Developed with love by KnpLabs Hire us for your project!
20

database-anonymizer-bundle

by webnet-fr

Symfony bundle to anonymize data in various databases

Database anonymizer bundle

Build Status
codecov
Scrutinizer Code Quality

Why ?

General Data Protection Regulation imposes strict rules in the domain of
information storage and treatment. You must not treat the users' personal data
unless there is a strong necessity. In case you want to dump a production database
in order to use it during development you cannot store or use peronal data in
a dumped database anymore. You must delete or anonymize personal information before
importing a production database in your developpment setting.

How ?

This bundle is based on our database anonymizer library which in turn relies
on Faker. After installation the command webnet-fr:anonymizer:anonymize will
be available in your application.

Anonymize the database using a specified connection and a specified config file:
bash
php bin/console webnet-fr:anonymizer:anonymize --connection=<name of connection> --config=<config file path>

Anonymize the database using a specified connection and a default bundle config:
bash
php bin/console webnet-fr:anonymizer:anonymize --connection=<name of connection>

Anonymize the database using a default connection and a specified config file:
bash
php bin/console webnet-fr:anonymizer:anonymize --config=<config file path>

Anonymize the database using a default connection and a default bundle config:
bash
php bin/console webnet-fr:anonymizer:anonymize

How to install ?

Require the bundle:

composer require webnet-fr/database-anonymizer-bundle

Activate it. Here is an example for Symfony 4:

// config/bundles.php 

return [
    // ...
    WebnetFr\DatabaseAnonymizerBundle\WebnetFrDatabaseAnonymizerBundle::class => ['dev' => true],
];
# config/dev/webnet_fr_database_anonymizer.yaml
webnet_fr_database_anonymizer:
    # configuration

How to configure the fields to anonymize ?

Check out how to configure the fields to anonymize of the database anonymizer
library. The bundle provides you with the same configuration with one addition:
you can configure anonymization par each connection.

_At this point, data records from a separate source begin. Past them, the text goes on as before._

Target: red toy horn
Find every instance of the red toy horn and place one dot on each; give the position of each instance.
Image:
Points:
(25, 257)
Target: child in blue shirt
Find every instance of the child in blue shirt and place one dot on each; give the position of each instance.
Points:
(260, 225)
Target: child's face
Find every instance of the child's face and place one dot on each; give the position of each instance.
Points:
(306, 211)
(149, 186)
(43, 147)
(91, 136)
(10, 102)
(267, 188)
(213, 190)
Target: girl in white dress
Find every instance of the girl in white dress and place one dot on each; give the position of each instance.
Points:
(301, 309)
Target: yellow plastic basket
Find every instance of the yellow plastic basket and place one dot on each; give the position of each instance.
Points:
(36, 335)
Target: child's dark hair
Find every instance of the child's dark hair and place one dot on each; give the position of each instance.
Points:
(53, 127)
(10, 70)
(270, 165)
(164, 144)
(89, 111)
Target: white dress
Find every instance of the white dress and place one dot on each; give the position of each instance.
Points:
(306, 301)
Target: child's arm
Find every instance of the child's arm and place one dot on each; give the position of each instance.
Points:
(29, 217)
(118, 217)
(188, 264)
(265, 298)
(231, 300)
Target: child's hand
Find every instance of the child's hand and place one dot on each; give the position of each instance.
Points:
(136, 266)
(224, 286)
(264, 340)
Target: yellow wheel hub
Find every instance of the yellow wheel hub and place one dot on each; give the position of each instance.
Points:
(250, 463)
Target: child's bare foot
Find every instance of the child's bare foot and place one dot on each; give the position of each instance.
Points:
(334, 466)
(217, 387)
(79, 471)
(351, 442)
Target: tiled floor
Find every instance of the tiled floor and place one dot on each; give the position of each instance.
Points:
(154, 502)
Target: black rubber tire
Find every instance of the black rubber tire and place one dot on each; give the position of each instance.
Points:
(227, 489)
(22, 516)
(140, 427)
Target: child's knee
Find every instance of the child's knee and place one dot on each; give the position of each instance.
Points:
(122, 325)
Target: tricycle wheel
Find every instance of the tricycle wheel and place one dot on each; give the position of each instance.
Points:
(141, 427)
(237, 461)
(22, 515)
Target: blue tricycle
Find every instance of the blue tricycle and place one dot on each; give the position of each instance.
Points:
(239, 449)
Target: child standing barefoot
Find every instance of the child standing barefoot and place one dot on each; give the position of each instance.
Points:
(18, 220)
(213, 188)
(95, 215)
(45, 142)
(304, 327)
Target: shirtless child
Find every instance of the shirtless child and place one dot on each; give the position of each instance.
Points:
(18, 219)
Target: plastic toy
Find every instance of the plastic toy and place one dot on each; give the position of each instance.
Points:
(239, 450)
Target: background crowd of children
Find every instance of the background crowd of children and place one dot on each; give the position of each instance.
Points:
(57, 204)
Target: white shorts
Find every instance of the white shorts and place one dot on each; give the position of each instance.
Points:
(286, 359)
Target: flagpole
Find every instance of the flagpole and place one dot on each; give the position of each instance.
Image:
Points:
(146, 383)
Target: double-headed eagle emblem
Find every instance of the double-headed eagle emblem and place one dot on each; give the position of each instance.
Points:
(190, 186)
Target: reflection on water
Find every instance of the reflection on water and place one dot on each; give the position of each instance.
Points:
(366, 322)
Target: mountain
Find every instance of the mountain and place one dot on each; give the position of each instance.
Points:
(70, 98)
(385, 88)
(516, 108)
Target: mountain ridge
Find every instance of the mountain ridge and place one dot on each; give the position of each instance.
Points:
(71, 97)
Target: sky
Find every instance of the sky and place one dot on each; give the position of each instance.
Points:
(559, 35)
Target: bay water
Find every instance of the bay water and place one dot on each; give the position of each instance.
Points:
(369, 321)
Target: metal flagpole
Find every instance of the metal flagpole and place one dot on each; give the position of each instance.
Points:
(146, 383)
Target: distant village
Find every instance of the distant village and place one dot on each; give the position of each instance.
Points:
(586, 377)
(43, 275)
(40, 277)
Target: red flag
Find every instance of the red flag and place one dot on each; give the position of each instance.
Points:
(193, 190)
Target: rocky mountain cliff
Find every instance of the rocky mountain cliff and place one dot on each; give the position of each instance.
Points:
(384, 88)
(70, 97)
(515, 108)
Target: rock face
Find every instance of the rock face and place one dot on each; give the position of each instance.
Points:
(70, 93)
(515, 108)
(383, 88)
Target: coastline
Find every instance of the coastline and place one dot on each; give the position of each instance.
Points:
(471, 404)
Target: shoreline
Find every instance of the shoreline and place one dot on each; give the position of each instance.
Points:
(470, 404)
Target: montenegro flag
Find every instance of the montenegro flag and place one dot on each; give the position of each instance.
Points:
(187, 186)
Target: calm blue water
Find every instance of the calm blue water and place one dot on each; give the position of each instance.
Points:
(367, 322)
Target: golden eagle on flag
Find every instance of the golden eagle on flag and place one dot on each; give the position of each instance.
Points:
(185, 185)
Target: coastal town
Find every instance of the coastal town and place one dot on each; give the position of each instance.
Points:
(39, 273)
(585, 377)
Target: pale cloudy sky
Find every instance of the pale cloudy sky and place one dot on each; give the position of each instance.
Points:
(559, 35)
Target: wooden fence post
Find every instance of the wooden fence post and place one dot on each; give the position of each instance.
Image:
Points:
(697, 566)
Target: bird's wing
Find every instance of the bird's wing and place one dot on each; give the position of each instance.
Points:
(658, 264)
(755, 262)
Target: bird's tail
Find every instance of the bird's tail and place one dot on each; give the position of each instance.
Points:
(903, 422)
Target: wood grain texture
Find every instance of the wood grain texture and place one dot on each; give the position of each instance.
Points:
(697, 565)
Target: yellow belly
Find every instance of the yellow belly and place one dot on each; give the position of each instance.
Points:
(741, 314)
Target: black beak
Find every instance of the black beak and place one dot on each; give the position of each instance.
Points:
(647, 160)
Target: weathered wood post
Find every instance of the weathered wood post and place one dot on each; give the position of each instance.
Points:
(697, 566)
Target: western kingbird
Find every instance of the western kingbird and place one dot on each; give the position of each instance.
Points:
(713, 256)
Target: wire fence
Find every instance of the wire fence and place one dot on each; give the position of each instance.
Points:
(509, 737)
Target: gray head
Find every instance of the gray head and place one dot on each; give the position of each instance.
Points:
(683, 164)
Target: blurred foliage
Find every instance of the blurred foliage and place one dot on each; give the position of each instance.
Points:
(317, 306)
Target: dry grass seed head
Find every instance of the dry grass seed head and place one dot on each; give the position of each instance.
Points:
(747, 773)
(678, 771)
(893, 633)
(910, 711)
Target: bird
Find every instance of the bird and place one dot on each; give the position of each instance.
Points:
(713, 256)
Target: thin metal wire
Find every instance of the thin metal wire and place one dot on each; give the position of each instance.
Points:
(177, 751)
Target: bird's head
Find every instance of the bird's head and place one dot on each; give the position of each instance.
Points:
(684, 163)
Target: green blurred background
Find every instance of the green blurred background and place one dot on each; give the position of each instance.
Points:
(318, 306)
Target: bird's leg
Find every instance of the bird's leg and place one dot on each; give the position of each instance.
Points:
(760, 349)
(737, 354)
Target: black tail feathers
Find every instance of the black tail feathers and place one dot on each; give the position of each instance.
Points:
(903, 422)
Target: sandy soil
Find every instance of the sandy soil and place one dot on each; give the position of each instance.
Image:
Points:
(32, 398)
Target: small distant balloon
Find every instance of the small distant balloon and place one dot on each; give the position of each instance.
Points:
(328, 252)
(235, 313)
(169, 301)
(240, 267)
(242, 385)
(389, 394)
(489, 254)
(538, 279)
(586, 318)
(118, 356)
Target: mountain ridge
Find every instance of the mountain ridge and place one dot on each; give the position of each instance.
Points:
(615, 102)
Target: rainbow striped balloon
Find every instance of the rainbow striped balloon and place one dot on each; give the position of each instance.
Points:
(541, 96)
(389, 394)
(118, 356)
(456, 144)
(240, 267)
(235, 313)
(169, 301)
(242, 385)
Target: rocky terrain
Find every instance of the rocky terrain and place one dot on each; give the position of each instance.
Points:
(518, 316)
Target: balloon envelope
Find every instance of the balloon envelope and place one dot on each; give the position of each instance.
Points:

  • Configuration of one default connection:
# packages/dev/webnet_fr_anonymizer.yaml
webnet_fr_database_anonymizer:
    # using default connection
    tables:
        <table name>:
            primary_key: <primary key field>
            fields:
                <field name>:
                    generator: <generator>
# packages/doctrine.yaml
doctrine:
    # default
    dbal:
        # driver, host, user, password, etc.
  • Configuration of multiple connections:
# packages/dev/webnet_fr_anonymizer.yaml
webnet_fr_database_anonymizer:
    connections:
        first_connection:
            tables:
                <table name>:
                    primary_key: <primary key field>
                    fields:
                        <field name>:
                            generator: <generator>

        second_connection:
            tables:
                <table name>:
                    primary_key: <primary key field>
                    fields:
                        <field name>:
                            generator: <generator>
# packages/doctrine.yaml
doctrine:
    dbal:
        default_connection: user_database
        connections:
            first_connection:
                # driver, host, user, password, etc.

            second_connection:
                # driver, host, user, password, etc.
  • Using annotations:

If you create entities you can configure anonymization with annotations :

use Doctrine\ORM\Mapping as ORM;
use WebnetFr\DatabaseAnonymizerBundle\Annotation as Anonymize;

/**
 * @ORM\Table(name="orders")
 * @ORM\Entity
 * 
 * This annotation marks the entities to anonymize.
 * @Anonymize\Table()
 */
class Orders
{
    /**
     * @ORM\Column(name="id", type="integer", nullable=false, options={"unsigned"=true})
     * @ORM\Id
     * @ORM\GeneratedValue(strategy="AUTO")
     */
    public $id;

    /**
     * @ORM\Column(name="address", type="string", length=256, nullable=true)
     * @Anonymize\Field(generator="faker", formatter="address")
     */
    public $address;

    /**
     * @ORM\Column(name="zip_code", type="string", length=10, nullable=true)
     * @Anonymize\Field(generator="faker", formatter="postcode")
     */
    public $zipCode;

    /**
     * @ORM\Column(name="comment", type="text", length=0, nullable=true)
     * @Anonymize\Field(generator="faker", formatter="text", arguments={300})
     */
    public $comment;

    /**
     * @ORM\Column(name="created_at", type="datetime", nullable=true)
     * @Anonymize\Field(generator="faker", formatter="dateTime", date_format="Y-m-d H:i:s")
     */
    public $createdAt;

    /**
     * @ORM\Column(name="comment_history", type="array", nullable=true)
     * 
     * A custom generator with its custom arguments.
     * @Anonymize\Field(generator="comment_history", max_messages_nb=5)
     */
    public $commentHistory;
}

How add your own custom generator ?

If you are not satisfied by the generators Faker gives you you can always add your own.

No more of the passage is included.